Scorsese then put on his film historian hat (which is never actually off) and said, “People might scoff, ‘Oh, they had rules then? In 1940?’ Yeah, it was a factory. They were making films on studio lots. Movie stars had the most power and movie stars represented certain things to the public.”
Welles, he said, “was a guy who came in and changed it all with his very first movie. It’s the foundation of modern cinema. The comma is part of the ground of literature, you need it to build. Well, in film, a pan is part of the ground, it’s the comma, it’s how you film a story. A flash-pan would then be a dash.” Scorsese’s focus on the camera being the ground floor of cinema is because linking shots together is what differentiated film from theater.
“So Edwin S. Porter, Cecil B. DeMille and Raoul Walsh gave filmmakers the language and the grammar and Orson and Gregg redid it,” Scorsese afforded DiCaprio, “but then the French completely reinvented it with the French New Wave; suddenly, there’s no inherent need for continuity. Jean-Luc Godard very famously said, ‘Every story should have a beginning, a middle, and an end. It doesn’t have to be in that order.’ Break the rules. As long as you’re still communicating to the audience.”

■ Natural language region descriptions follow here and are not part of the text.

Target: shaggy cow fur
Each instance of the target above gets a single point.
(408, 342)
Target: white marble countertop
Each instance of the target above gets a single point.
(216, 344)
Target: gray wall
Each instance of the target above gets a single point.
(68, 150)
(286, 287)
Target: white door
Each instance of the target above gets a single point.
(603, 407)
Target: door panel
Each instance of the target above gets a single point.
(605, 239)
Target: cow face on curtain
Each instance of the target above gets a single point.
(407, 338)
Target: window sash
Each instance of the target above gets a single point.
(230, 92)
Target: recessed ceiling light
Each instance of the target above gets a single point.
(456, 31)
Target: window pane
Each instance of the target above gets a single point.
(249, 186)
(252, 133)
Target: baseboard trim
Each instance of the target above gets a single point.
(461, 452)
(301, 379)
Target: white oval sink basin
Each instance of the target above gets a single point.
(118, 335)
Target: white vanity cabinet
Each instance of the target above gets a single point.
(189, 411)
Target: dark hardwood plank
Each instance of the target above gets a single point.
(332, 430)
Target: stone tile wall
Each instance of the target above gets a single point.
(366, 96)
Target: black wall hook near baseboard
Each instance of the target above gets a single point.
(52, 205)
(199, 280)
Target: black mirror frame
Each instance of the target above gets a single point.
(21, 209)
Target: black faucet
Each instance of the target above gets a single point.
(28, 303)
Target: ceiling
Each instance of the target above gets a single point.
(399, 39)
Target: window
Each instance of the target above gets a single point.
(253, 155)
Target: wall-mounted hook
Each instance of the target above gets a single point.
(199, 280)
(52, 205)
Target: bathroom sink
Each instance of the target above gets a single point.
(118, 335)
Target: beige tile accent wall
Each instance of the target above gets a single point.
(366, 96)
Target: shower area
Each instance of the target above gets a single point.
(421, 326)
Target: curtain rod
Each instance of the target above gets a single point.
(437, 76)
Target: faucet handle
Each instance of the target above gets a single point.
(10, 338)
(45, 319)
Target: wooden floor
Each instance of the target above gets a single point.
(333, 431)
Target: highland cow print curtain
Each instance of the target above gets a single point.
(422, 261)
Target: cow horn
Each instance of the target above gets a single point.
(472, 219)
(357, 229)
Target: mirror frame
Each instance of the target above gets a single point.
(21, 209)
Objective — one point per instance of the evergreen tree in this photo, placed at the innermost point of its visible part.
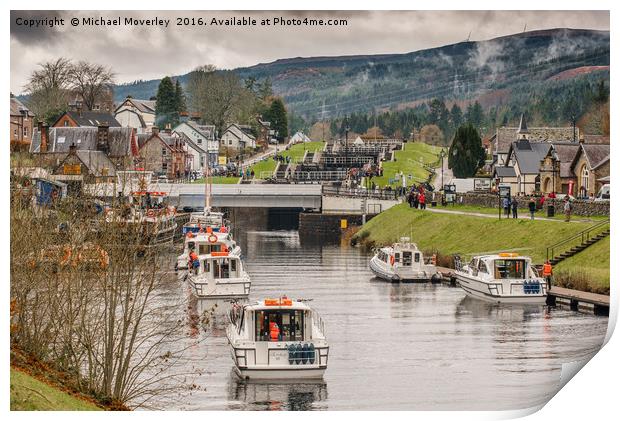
(166, 105)
(466, 153)
(276, 114)
(179, 97)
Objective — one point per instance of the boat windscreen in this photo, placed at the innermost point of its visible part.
(509, 269)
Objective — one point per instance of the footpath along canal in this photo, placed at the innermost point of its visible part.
(407, 347)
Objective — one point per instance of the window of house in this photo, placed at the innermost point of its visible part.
(585, 178)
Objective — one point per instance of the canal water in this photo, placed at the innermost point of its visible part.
(392, 346)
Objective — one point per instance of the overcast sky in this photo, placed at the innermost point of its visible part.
(152, 52)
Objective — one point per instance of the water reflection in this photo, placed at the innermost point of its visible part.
(278, 396)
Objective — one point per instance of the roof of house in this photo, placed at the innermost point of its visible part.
(595, 154)
(96, 161)
(129, 110)
(142, 105)
(504, 136)
(529, 154)
(17, 107)
(84, 138)
(91, 118)
(505, 171)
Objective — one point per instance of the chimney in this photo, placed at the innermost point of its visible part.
(103, 132)
(44, 131)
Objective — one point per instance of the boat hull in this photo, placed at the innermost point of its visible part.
(221, 289)
(284, 373)
(381, 270)
(482, 291)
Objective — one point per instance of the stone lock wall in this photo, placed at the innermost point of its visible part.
(580, 207)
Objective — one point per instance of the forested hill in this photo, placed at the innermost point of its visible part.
(488, 71)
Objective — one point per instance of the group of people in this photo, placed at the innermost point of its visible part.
(417, 198)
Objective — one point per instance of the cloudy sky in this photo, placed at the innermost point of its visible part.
(152, 52)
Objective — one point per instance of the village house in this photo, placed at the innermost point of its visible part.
(138, 114)
(22, 124)
(77, 117)
(202, 143)
(164, 154)
(238, 138)
(77, 155)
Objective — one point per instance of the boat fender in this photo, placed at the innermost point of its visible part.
(298, 353)
(312, 352)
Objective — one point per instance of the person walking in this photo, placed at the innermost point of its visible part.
(506, 206)
(568, 209)
(548, 273)
(532, 207)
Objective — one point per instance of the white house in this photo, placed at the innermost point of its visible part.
(136, 113)
(202, 137)
(235, 137)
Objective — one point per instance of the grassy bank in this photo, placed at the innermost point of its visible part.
(296, 152)
(466, 235)
(30, 394)
(410, 161)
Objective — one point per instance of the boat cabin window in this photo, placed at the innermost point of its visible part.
(279, 325)
(221, 268)
(407, 258)
(510, 269)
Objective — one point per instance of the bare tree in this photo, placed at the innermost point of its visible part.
(91, 82)
(48, 87)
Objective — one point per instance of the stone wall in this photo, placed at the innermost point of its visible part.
(580, 207)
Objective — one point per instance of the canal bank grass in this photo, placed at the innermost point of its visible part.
(410, 161)
(467, 235)
(588, 270)
(296, 152)
(218, 180)
(31, 394)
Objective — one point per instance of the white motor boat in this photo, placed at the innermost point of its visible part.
(204, 243)
(502, 278)
(403, 261)
(277, 339)
(219, 275)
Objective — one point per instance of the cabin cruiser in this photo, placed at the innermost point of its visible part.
(219, 274)
(150, 213)
(403, 261)
(502, 278)
(199, 221)
(205, 242)
(277, 339)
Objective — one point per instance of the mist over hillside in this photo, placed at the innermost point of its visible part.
(489, 71)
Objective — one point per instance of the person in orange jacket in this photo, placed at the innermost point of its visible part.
(548, 273)
(274, 332)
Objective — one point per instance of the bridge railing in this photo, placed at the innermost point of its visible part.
(361, 193)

Among the many film movements, Scorsese was always drawn more to the gritty humanism in the Italian neorealism movement and Britain’s “angry young man” movement, but he greatly respects and sees how the French New Wave continues to influence younger filmmakers the most because “the French focused the most on technique, style, and political content.”
How three minutes of Jules and Jim influenced GoodFellas
I want to hone in on one aspect of the French New Wave discussion, because it brings up a specific film, and a specific aspect of Scorsese’s career: his vital collaboration with film editor Thelma Schoonmaker. In particular, their groundbreakingly frenetic work on GoodFellas. “One shot to the other is film choreography. It’s poetry putting words together on a page in a certain way. String them together in a film a certain way, it’s poetry,” Scorsese said of the editing process.